Road signs point to wine: New effort boosts visibility of N.J. vineyards
The Viticulture Trail Sign Program will be an effort to boost the profile of the state’s wine industry by constructing more road signs that point motorists to nearby vineyards
Drivers passing through New Jersey could have an easier time identifying nearby wineries under a new law signed by Gov. Phil Murphy.
The Viticulture Trail Sign Program will be an effort to boost the profile of the state’s growing wine industry by constructing more road signs that point motorists to nearby vineyards, many of which are in rural areas.
“Most of our wineries, they’re hidden gems. You have to go and look to find them,” said Tom Cosentino, executive director of the Garden State Wine Growers Association. “But if you can help guide the people into those tasting rooms, they’re going to keep coming back.”

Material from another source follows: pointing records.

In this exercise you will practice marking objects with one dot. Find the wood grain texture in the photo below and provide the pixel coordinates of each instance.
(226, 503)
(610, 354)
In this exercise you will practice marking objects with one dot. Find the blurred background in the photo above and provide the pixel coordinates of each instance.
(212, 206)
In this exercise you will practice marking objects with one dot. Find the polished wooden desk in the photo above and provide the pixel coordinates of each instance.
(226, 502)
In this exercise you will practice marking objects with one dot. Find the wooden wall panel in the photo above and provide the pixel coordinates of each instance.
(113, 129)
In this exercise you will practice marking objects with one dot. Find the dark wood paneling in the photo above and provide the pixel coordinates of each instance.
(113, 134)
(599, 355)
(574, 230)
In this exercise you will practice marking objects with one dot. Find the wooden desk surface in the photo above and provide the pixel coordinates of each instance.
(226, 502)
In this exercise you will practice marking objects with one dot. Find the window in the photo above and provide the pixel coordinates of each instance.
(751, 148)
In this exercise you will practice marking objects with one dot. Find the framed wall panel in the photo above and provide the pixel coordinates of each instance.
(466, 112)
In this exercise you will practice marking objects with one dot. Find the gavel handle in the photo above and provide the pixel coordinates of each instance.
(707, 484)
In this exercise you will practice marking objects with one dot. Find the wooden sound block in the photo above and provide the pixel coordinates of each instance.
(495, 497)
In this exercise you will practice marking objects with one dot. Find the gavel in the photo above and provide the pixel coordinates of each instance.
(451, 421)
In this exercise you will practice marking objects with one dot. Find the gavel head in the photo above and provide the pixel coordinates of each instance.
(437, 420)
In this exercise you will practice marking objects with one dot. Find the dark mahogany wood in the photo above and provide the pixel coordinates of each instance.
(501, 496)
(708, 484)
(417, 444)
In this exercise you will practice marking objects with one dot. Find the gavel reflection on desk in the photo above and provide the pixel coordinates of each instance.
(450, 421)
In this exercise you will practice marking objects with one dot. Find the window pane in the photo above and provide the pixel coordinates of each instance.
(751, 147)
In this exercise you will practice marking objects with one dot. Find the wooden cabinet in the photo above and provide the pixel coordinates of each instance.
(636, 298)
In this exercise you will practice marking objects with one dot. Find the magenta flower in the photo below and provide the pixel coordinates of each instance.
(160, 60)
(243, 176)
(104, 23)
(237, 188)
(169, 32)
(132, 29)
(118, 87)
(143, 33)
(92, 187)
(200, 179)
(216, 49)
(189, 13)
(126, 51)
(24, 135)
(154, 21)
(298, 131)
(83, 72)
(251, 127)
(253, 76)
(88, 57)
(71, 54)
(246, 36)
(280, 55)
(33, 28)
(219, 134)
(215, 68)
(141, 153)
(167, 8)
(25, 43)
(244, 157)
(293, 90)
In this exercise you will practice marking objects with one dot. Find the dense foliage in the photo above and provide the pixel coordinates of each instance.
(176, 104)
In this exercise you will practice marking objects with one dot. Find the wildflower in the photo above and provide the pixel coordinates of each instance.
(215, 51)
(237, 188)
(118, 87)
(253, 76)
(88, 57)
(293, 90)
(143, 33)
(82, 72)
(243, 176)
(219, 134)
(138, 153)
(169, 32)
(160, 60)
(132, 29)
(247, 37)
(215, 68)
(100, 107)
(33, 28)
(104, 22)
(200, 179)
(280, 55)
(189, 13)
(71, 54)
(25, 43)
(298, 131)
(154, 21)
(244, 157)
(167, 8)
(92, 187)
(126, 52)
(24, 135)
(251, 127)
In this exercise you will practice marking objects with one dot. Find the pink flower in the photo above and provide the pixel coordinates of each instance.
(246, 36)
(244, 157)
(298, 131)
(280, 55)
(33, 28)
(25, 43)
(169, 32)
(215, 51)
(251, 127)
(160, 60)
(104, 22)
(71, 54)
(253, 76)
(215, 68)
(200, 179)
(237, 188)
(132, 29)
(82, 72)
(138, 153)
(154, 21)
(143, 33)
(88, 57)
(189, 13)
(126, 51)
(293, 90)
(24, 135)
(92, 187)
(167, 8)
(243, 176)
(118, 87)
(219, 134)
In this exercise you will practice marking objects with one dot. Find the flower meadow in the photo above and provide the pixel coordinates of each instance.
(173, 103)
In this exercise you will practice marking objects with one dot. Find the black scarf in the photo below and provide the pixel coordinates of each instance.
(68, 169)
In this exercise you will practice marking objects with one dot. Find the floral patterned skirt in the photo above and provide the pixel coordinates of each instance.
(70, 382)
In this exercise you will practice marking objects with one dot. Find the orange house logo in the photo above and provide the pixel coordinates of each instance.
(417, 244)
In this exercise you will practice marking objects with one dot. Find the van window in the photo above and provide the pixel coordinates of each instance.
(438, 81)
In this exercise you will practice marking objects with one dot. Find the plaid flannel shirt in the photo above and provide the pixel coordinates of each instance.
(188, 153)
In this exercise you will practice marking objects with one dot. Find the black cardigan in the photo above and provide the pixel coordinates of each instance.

According to Cosentino, there are around 50 wineries in New Jersey, but many of them do not meet the criteria for having a sign constructed on state roads, which includes being open five days per week.
Winery owners said a state-sponsored boost to the Garden State’s wine industry would be a boon for business.
“If there was a sign up that said Working Dog Winery, 2.3 miles with a little arrow, it would just open up a whole new avenue of customers for us,” said Mark Carduner, one of the owners of the Robbinsville-based winery.
Working Dog, in Mercer County, sits just steps from the New Jersey Turnpike but more than three miles away from the nearest Turnpike exit.
State officials said the details of the new program were still being worked out, but that the overarching goal was to increase the marketing of all New Jersey wineries, regardless of their location.
“Some of them are tucked away in some beautiful and scenic places in New Jersey,” said New Jersey Secretary of Agriculture Douglas Fisher. “There are others that are on much more traveled roads.”